The remaining control planes should now be built and added to the cluster. Wait until the entire cluster has Ready status before proceeding.

NOTE: If you want to transform the workload cluster into a management cluster, you need to do the "move"-steps in the guide. But its recommended to have a management vm with kind installed and hold there the management cluster.

Install of 23KE

If you plan to install 23KE, you need to keep in mind that there are a few customizations that need to be made for hcloud.

If you have installed 23KE and the data from the installation is in a repository, the following file need to be adjusted.

Add the following lines in gardenlet-values.yaml

settings:
+ loadBalancerServices:
+ annotations:
+ load-balancer.hetzner.cloud/location: nbg1
+ load-balancer.hetzner.cloud/ipv6-disabled: "true"
+ load-balancer.hetzner.cloud/disable-private-ingress: "true"

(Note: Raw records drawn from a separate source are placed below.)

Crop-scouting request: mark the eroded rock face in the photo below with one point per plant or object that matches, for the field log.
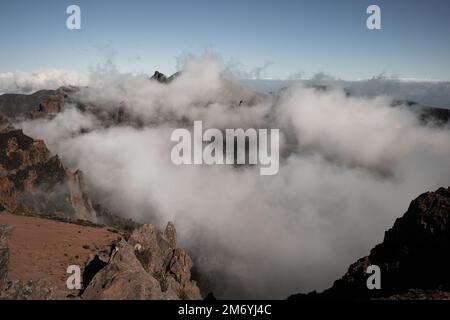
(35, 182)
(5, 233)
(414, 256)
(148, 266)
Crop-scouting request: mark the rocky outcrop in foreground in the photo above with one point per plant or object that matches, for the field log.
(414, 257)
(5, 232)
(144, 265)
(147, 266)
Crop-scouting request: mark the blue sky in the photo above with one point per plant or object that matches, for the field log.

Commit and push your changes. You can execute a flux reconcile source git 23ke-config to speed up the things.

If any ingress won't get a public IP, you can add some annotations manualy e.g. for nginx-ingress-controller:

kubectl annotate svc -n garden nginx-ingress-controller load-balancer.hetzner.cloud/location=nbg1 \
load-balancer.hetzner.cloud/ipv6-disabled=true \
load-balancer.hetzner.cloud/disable-private-ingress=true

Now all things should come up as well as e.g. the dashboard should be accessible. If something is not running smoothly, the cluster can be inspected with k9s and you have an easy overview of what the problem is.

In the next steps, secrets can be added to connect to a public or private cloud. With these and a cloudprofile it is then possible to build and run shoots (k8s clusters).

Summary

With all these steps, it is possible for you to build a functional Gardener cluster on Hetzner Cloud. With this you can run a low cost K8s cluster and run what you want on it. Whereas 23KE is already very cool.

This setup has allowed us to drastically reduce the cost of a fully functional Gardener. As a pleasant side effect, we are no longer dependent on a cloud in the US, but now run Gardener in a data center in Germany with a German operator that is GDPR compliant and uses green electricity (good for our CO2 footprint).